Students Who Benefit Most From Academics West
The central purpose of creating a high-support school with a rigorous academic program is to develop an environment capable of meeting each student’s needs. Academics West sometimes serves as an aftercare setting for adolescents who need a step-down environment capable of continuing their educational and therapeutic work or a setting intended to meet their needs without leaving home. The common denominator of all our students is that they are bright, kind, and creative and have failed to thrive in a typical educational placement. Moreover, we are proud of the diversity of our student population and staff. This diversity is represented by students of different races, socioeconomic and cultural backgrounds, and gender identities and orientations.
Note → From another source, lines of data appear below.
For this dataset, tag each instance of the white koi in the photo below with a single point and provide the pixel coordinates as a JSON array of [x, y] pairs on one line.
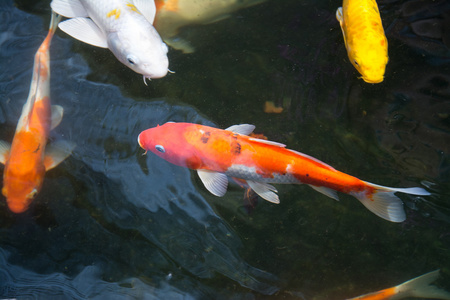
[[123, 26]]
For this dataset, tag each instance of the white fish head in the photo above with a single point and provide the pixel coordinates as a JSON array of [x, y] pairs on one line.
[[141, 49]]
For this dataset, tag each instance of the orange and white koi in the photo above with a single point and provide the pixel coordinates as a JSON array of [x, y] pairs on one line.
[[27, 159], [218, 154], [123, 26], [171, 15], [364, 38], [418, 287]]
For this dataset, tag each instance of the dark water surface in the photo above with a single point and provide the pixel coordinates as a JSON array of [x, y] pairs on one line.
[[112, 223]]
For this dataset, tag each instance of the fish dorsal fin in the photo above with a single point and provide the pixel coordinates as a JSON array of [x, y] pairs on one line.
[[57, 113], [56, 152], [265, 191], [244, 129], [272, 143], [214, 182], [69, 8], [85, 30], [326, 191], [5, 147], [146, 8], [314, 159]]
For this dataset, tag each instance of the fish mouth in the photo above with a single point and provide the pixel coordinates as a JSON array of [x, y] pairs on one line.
[[149, 77], [17, 208], [370, 80]]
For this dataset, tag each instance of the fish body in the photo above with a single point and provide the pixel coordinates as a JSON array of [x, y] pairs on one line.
[[418, 287], [218, 154], [26, 160], [364, 38], [171, 15], [125, 27]]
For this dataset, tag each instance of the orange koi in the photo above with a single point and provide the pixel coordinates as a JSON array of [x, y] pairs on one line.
[[218, 154], [364, 38], [418, 287], [27, 159]]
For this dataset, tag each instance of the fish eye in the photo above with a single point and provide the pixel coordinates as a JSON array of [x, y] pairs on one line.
[[32, 194], [132, 59], [160, 148]]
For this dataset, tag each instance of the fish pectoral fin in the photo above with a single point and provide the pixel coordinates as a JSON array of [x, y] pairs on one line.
[[56, 152], [69, 8], [264, 190], [146, 8], [340, 18], [244, 129], [217, 19], [57, 114], [214, 182], [5, 147], [340, 15], [272, 143], [85, 30], [326, 191]]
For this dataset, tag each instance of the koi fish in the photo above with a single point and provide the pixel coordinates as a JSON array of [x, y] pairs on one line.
[[125, 27], [364, 38], [27, 159], [418, 287], [218, 154], [171, 15]]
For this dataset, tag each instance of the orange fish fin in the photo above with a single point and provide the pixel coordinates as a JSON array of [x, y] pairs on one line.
[[5, 147], [57, 114], [326, 191], [381, 200], [265, 191], [146, 8], [420, 287], [244, 129], [56, 153], [214, 182], [69, 9]]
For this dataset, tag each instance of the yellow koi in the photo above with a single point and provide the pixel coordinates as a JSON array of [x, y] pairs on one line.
[[364, 38]]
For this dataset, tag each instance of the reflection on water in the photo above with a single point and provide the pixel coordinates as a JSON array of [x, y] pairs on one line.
[[111, 221]]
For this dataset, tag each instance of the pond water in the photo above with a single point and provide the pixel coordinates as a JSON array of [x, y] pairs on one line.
[[112, 223]]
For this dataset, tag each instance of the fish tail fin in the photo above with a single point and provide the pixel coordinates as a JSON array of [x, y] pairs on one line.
[[55, 19], [421, 287], [381, 200]]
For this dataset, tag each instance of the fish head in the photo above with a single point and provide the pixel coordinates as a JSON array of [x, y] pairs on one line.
[[141, 49], [370, 61], [20, 192], [169, 142]]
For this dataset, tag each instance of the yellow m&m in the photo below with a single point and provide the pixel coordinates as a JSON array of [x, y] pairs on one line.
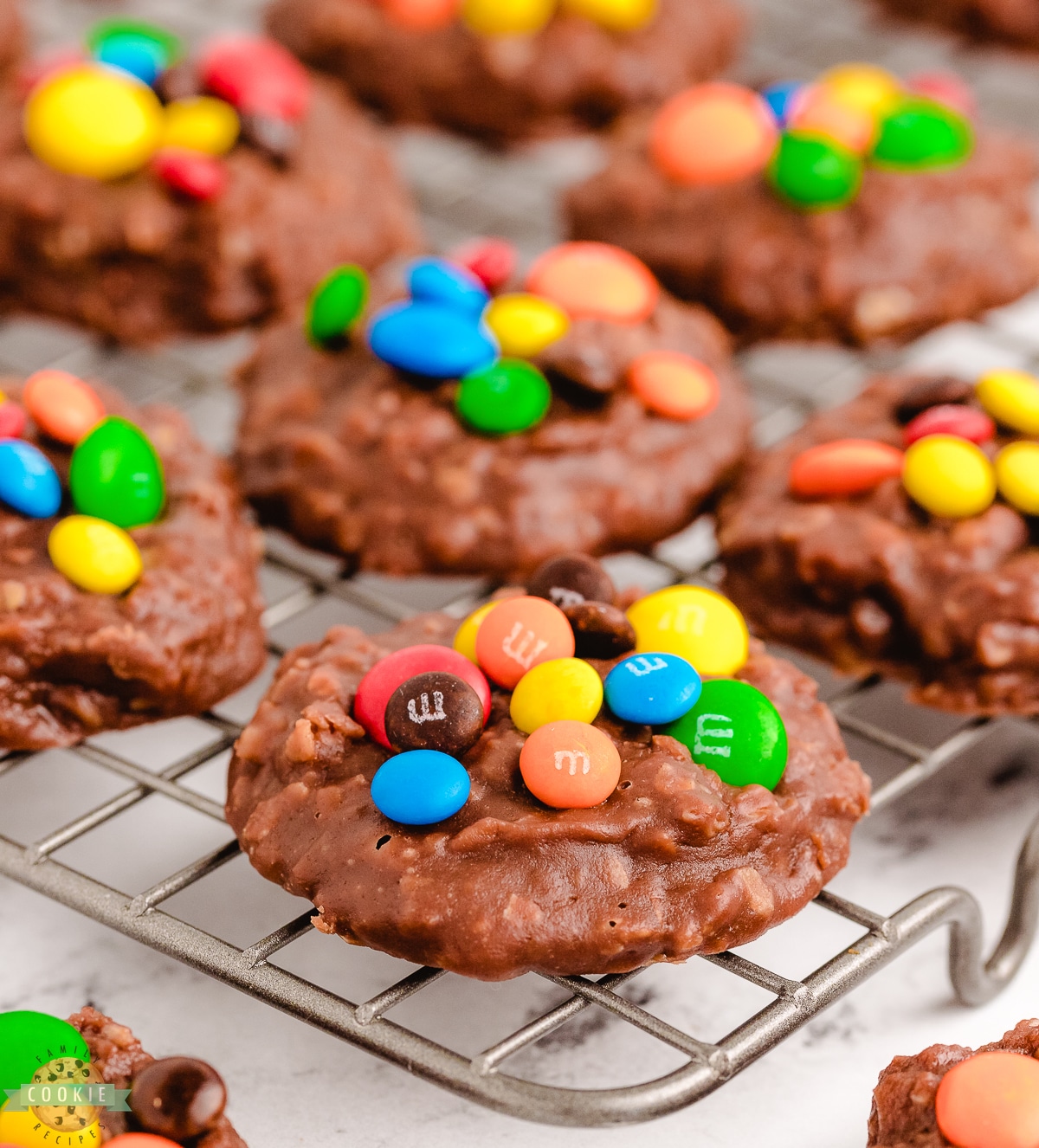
[[948, 476], [566, 689], [696, 623], [619, 15], [94, 555], [94, 120], [507, 17], [1017, 475], [465, 637], [525, 325], [1010, 397], [201, 123]]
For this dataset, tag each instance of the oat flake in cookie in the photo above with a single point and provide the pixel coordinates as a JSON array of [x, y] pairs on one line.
[[855, 208], [950, 1096], [127, 584], [513, 71], [672, 863], [145, 193], [487, 434], [897, 532]]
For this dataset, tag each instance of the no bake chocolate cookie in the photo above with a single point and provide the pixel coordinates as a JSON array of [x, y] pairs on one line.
[[571, 74], [674, 862], [187, 634]]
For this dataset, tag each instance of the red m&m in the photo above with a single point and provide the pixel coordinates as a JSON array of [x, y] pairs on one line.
[[520, 634], [381, 680]]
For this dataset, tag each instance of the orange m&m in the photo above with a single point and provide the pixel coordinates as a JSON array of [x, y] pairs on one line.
[[570, 764], [713, 133], [422, 15], [596, 281], [846, 467], [990, 1101], [62, 405], [520, 634], [674, 384]]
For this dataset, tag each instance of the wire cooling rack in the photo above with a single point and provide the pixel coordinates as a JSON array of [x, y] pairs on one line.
[[310, 590]]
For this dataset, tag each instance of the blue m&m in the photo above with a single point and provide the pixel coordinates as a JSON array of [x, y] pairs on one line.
[[420, 788], [28, 481], [652, 689], [430, 340], [440, 281]]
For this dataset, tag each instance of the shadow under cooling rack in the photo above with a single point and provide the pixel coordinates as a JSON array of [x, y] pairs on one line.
[[307, 594]]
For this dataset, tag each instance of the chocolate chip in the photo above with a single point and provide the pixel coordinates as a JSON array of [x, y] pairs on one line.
[[570, 580], [933, 393], [178, 1098], [434, 711], [601, 630]]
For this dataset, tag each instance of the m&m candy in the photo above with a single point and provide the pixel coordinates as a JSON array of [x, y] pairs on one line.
[[61, 405], [420, 788], [696, 623], [1011, 397], [434, 711], [990, 1100], [116, 474], [201, 123], [28, 481], [570, 764], [507, 397], [507, 17], [94, 555], [465, 637], [845, 467], [379, 683], [520, 634], [618, 15], [565, 689], [813, 172], [674, 384], [652, 689], [430, 339], [1017, 475], [92, 120], [951, 418], [440, 281], [193, 173], [921, 133], [569, 580], [335, 305], [526, 325], [713, 133], [595, 281], [735, 730], [948, 476]]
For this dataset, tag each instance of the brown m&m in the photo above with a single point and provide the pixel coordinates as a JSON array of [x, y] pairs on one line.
[[434, 711]]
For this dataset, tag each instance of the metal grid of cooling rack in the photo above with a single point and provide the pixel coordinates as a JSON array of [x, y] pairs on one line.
[[309, 584]]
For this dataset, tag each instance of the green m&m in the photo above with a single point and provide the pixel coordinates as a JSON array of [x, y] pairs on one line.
[[28, 1041], [506, 397], [813, 172], [116, 475], [921, 133], [335, 305], [735, 730]]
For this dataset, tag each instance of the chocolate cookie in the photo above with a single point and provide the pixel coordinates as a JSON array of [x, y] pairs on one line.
[[571, 74], [902, 252], [185, 635], [904, 1101], [354, 455], [178, 1098], [672, 863], [190, 242], [872, 580]]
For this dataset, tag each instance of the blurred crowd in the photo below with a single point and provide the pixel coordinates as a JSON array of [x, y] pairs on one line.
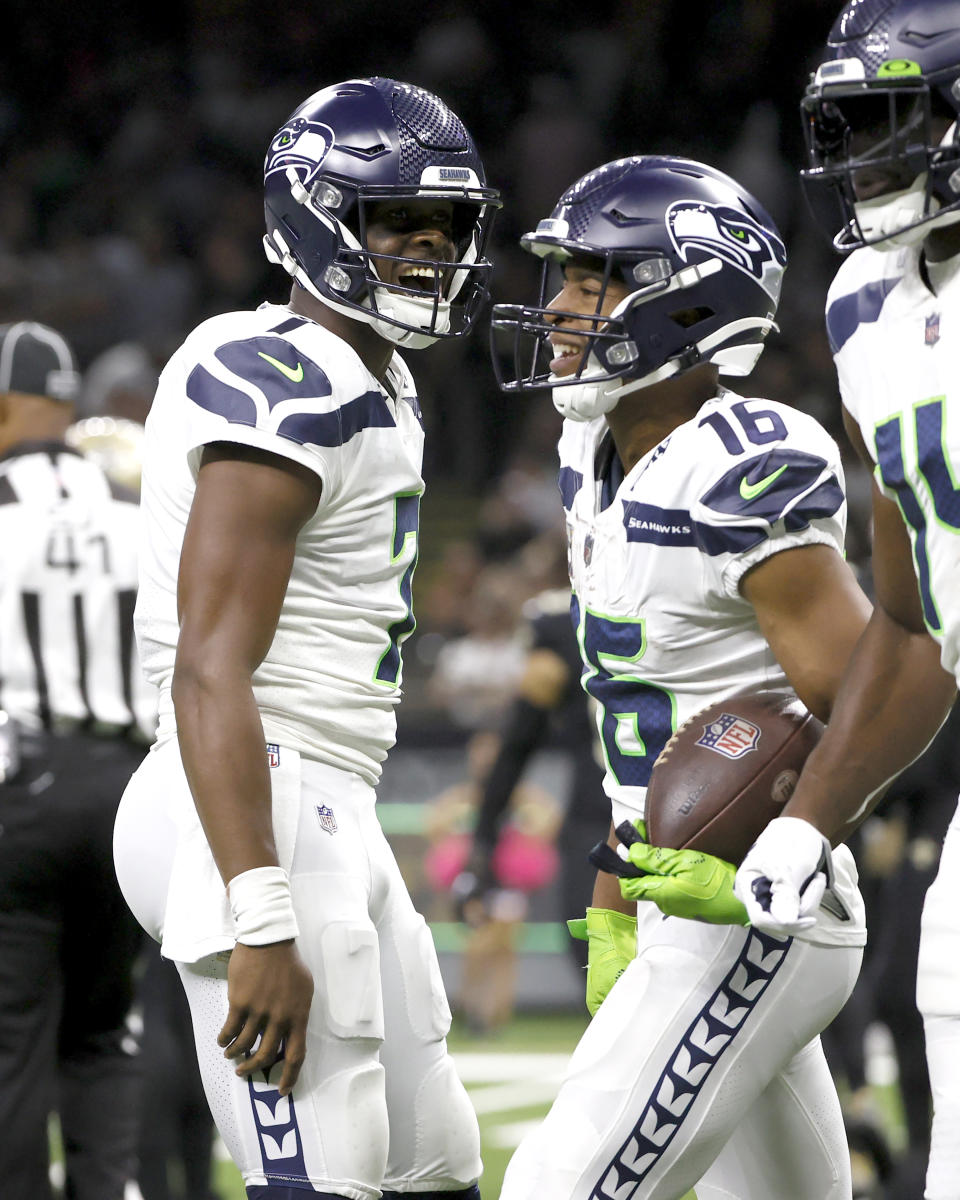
[[131, 199], [131, 209]]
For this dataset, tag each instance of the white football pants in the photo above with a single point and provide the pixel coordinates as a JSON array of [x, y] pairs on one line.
[[702, 1068], [939, 1001], [377, 1104]]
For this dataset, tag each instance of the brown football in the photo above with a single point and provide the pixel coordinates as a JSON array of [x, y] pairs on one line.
[[727, 772]]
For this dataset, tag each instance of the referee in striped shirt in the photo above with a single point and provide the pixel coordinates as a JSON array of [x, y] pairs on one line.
[[75, 719]]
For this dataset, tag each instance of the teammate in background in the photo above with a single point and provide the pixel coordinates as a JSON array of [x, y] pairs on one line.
[[82, 718], [281, 487], [550, 708], [706, 538], [881, 115]]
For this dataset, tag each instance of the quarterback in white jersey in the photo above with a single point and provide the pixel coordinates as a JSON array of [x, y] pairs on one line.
[[706, 537], [281, 490], [881, 118]]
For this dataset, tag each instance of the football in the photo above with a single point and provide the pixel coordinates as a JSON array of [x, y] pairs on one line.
[[727, 772]]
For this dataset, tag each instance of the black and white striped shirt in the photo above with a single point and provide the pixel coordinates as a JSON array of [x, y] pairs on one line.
[[67, 589]]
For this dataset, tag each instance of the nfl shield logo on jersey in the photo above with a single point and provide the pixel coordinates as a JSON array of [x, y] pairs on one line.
[[730, 736], [327, 819]]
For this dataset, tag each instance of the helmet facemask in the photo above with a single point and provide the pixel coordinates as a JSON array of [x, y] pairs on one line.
[[448, 300]]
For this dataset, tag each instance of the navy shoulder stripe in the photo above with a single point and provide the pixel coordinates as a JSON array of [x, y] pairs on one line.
[[285, 327], [847, 313], [276, 367], [569, 483], [220, 397], [765, 486]]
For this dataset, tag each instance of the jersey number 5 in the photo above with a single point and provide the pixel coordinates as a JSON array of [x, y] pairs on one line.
[[406, 531]]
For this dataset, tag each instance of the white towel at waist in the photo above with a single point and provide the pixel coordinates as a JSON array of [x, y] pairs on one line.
[[197, 919]]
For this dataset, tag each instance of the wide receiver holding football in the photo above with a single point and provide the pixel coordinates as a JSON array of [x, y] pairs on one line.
[[881, 115], [281, 489], [706, 540]]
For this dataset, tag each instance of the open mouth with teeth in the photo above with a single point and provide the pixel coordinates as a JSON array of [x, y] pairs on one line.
[[427, 279], [568, 352]]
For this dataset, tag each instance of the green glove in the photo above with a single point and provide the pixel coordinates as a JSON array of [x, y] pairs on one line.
[[611, 946], [684, 883]]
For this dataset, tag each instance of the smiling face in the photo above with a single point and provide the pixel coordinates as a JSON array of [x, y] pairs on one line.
[[412, 229], [577, 305]]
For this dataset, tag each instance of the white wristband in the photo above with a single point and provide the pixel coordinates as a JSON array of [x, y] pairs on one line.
[[262, 906]]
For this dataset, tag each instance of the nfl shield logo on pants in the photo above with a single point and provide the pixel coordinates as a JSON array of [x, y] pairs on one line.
[[327, 819], [730, 736]]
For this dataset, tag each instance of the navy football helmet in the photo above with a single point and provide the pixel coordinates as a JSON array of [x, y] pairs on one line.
[[882, 107], [702, 263], [351, 145]]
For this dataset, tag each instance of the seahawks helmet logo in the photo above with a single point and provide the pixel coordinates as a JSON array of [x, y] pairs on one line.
[[730, 234], [300, 143]]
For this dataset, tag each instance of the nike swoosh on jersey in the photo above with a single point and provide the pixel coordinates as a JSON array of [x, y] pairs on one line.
[[293, 375], [750, 491]]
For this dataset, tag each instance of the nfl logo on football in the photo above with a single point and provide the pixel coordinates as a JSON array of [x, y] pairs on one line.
[[730, 736], [327, 819]]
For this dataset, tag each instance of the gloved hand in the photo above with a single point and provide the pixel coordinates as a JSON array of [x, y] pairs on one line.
[[681, 882], [611, 946], [784, 876]]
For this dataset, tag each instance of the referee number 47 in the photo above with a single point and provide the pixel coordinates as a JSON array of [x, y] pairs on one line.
[[70, 551]]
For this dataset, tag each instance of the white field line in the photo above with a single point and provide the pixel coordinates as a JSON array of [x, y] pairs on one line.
[[510, 1081]]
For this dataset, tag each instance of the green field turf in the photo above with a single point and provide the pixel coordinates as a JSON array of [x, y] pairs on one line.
[[513, 1077]]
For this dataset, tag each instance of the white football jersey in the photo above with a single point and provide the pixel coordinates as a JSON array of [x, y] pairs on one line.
[[655, 564], [276, 381], [898, 355]]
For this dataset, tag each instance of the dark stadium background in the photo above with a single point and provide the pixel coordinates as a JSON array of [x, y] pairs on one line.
[[132, 138]]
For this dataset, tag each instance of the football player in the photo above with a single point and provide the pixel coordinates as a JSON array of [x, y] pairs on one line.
[[706, 535], [281, 490], [881, 119]]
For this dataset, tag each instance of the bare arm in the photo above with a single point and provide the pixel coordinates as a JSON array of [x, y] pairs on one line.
[[234, 568], [811, 612], [894, 697]]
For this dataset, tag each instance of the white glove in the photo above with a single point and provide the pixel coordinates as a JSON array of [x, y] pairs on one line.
[[784, 876]]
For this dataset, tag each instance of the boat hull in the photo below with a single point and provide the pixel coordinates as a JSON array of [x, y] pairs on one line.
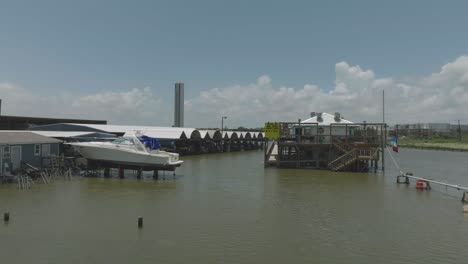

Our Upper School students are best described as “internalizers” because their struggles are more inwardly experienced than outwardly expressed. Internalizers often refer to those who struggle with depression, anxiety, trauma, and other struggles that make it hard for them to attend school and benefit from positive interpersonal relationships with peers. These students often have been diagnosed with co-occurring learning weaknesses or ADHD. Our CIA® model is designed to consider each student’s social-emotional needs and remediate learning weaknesses by using each student’s learning profile to develop an intervention plan to address areas of executive dysfunction. Simply, it is our intention that all Upper School students who successfully complete our program have rehearsed skills acquired through Cognitive Behavioral Therapy (CBT) and become strategic learners able to autonomously succeed in post-secondary education.
Like our older students, our Lower School students are highly intelligent and resourceful, but tend to externalize their behavior during times of stress. It is not uncommon for a Lower School student to start Academics West because their dysregulation was not tolerated at their previous school. As a group of behaviorists, we craft a behavior plan for each student to support their acquisition of adaptive skills to help them regulate and engage in learning and develop positive relationships with peers. Often, we have the rewarding pleasure of witnessing a once dysregulated student who has felt marginalized and misunderstood evolve into a capable student ultimately able to re-integrate into a less supportive setting. Like some of our Upper School students, our younger students also need to acquire effective compensatory learning skills instructed by our special educators who are well-versed in our CIA® approach to remediation.